Government
- Overview
- History
The Bahamas is a constitutional democracy with Queen Elizabeth II as the head of state, represented by a governor-general who is chosen on the advice of the cabinet.
The cabinet consists of the prime minister and at least nine members who all hold seats in parliament. The cabinet is appointed by the governor-general on the advice of the prime minister. The prime minister is appointed by the governor-general, and is usually the leader of the majority party or coalition in the House of Assembly.
The Bahamas has a bicameral legislature. The Senate has 16 members. Nine are appointed on the advice of the prime minister, four by the opposition and three after joint discussions. The House of Assembly has around 40 elected members who are directly elected by district for a term of five years.
There is universal adult suffrage and an electoral commission reviews constituency boundaries every five years.
The constitution allows for three distinct types of legislation: the ‘specially entrenched’ provisions relating to parliament itself and the judicial system require a three-quarters majority in both houses and a popular referendum; ‘entrenched’ provisions require a two-thirds majority in both houses; and other legislation requires a simple majority vote.

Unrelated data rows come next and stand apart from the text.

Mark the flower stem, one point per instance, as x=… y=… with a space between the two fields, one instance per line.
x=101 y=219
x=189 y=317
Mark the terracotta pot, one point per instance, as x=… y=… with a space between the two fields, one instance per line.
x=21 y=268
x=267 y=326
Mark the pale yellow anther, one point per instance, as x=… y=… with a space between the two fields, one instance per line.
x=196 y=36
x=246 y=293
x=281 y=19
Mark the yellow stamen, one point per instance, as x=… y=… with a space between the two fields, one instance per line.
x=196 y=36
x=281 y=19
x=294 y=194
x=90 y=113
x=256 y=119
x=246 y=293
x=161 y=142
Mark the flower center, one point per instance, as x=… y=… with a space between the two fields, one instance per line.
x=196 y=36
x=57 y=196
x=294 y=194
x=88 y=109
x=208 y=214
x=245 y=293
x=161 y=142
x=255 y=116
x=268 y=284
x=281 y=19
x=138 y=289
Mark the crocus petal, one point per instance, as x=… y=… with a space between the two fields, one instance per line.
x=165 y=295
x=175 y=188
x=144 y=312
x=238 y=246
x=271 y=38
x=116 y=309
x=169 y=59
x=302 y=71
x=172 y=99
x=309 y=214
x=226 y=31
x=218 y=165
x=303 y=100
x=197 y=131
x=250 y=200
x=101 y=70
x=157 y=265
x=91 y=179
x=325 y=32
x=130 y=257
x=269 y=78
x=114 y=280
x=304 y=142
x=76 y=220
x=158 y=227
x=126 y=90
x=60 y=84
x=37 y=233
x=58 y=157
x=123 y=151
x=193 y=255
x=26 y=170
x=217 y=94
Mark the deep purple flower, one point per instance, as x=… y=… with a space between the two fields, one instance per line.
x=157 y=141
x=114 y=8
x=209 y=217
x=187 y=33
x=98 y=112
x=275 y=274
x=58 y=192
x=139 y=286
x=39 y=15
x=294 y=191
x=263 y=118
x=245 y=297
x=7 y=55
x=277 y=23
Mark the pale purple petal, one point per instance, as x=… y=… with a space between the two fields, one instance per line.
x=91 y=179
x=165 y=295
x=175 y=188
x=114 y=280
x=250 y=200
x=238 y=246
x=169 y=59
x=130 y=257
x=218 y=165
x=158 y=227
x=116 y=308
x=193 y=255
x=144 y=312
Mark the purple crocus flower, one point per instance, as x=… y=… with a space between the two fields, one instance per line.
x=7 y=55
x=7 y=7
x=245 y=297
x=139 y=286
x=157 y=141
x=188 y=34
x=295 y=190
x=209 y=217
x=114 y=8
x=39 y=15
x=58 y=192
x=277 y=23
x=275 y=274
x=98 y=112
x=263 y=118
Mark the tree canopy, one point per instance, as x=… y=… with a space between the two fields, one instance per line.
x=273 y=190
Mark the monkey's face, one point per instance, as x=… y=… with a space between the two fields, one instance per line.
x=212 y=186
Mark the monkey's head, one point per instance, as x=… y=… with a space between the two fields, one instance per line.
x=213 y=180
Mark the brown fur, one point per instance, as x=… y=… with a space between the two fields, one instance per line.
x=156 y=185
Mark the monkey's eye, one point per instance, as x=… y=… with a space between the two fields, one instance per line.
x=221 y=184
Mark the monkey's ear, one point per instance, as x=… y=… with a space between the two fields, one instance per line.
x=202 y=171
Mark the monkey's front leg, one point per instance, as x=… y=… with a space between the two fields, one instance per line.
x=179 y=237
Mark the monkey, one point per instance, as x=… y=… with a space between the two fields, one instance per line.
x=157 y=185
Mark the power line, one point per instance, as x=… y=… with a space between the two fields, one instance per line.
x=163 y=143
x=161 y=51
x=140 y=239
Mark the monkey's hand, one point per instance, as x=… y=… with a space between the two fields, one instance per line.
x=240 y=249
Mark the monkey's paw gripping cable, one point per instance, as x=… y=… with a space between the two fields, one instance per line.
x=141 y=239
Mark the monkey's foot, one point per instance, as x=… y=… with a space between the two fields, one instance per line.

The Bahamas Court of Appeal, the Supreme Court and the magistrates’ court all have civil and criminal jurisdiction. The Supreme Court is staffed by a chief justice and eight justices and sits in Nassau on New Providence island and Freeport on Grand Bahama.
The magistrates’ courts are presided over by magistrates in New Providence and Grand Bahama, and by the island administrators in the Family Islands. Since 2006 when the coroners’ court was closed, the magistrates are empowered to hear inquests.
The Privy Council in the UK is the final court of appeal.
The Bahamas is a chain of about 700 islands in the North Atlantic Ocean, on the edge of the so-called Bermuda Triangle.
When in 1492 Christopher Columbus made his first landing in the New World in The Bahamas, the people who met him were Arawaks. Within some 20 years, the Spaniards had enslaved or transported the Arawaks; some 40,000 were transported to Hispaniola.
British settlement of the islands began in the mid-17th-century; the first British settlers were refugees from religious persecution under Charles I. The islands became a British colony in 1783.
In 1953, the Progressive Liberal Party (PLP) was founded to represent black interests in a system till then dominated by whites. After the 1967 election the PLP, with the support of the Labour Party, formed a government. They thus forced the United Bahamian Party (the so-called ‘Bay Street Boys’) into opposition for the first time in the assembly’s history. The PLP went on to win the next two general elections outright, and PLP leader Lynden Pindling led The Bahamas to independence until a new constitution in 1973.
Pindling and the PLP continued in power until 1992, when they were ousted by the Free National Movement (FNM), led by Hubert Ingraham, a former PLP minister.
In 2002, under the leadership of Perry Christie, the PLP won a landslide victory. Three years after stepping down as leader of the FNM, Hubert Ingraham returned to head the party in November 2005, subsequently leading it to victory in the general elections of 2007.